Я оцепенел, как кролик, на которого уставились сразу четыре отгороженных стеклом террариума удава. «Господи, Господи, Господи! — запульсировало в мозгу, — и чего он там, мерзавец, наговорил обо мне?..»
Товарищи офицеры, к счастью, рассиживаться в служебное время не стали. Подняв опрокинутые стулья, они дружно заторопились по делам, причем каждый счел своим долгом пожать мне руку перед выходом.
— Как же!.. Честь имею — Хапов!.. Можно просто — Афанасий, — моргая белыми свинячьими ресницами, отрекомендовался бригадный начхоз.
Промелькнул весь бледный, спавший с лица начфин Кикимонов.

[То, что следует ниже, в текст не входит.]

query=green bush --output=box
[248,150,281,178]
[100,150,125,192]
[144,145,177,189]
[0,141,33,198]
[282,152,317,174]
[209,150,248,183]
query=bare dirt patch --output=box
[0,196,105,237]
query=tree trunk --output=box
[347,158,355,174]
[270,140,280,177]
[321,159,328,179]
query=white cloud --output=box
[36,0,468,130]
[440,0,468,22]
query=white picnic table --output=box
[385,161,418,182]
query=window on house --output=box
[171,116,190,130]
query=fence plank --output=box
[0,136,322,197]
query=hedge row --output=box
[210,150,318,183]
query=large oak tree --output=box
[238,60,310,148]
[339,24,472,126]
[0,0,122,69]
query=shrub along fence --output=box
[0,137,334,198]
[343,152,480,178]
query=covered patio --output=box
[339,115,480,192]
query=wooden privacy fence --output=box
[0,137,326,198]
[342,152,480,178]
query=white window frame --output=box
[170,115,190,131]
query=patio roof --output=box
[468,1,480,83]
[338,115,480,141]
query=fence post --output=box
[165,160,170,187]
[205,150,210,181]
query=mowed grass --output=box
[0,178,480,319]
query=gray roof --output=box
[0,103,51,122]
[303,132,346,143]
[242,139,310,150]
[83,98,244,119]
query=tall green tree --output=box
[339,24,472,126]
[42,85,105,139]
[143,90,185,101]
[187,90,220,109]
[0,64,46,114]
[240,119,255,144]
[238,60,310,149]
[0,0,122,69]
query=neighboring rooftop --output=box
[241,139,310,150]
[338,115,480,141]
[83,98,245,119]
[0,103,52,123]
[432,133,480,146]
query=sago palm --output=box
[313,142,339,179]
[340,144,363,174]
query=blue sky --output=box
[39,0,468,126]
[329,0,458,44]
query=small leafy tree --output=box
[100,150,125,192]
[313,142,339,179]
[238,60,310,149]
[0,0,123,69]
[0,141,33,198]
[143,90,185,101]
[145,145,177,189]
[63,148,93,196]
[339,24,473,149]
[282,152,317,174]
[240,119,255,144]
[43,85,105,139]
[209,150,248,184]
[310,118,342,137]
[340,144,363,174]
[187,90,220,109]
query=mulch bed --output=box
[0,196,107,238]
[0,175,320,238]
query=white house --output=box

Рука у него была мокрая, губы тряслись.
Копец, попутно пощупав мой пульс, заглянул мне в глаза, попросил раскрыть рот и сказать «а-а».
— Изжоги, отрыжки воздухом нет? — бережно дотронувшись до моего живота, справился он.
Товарищ комбат, сверкнув золотой фиксой, радостно оскалился, гоготнул в кулак, дружески потрепал меня за плечо.
— Ловко это вы нас из ведра, — загундел он, не сводя с меня теплого отеческого взора. — С ног и до головы включительно!.. На вечернем построении будете?.. Это хорошо, это заслуживает!.. Какие-нибудь распоряжения по батарее будут?
Поснимав фуражки с вешалки, они на цыпочках, почтительно оглядываясь на засмотревшегося в окно Рихарда Иоганновича, удалились.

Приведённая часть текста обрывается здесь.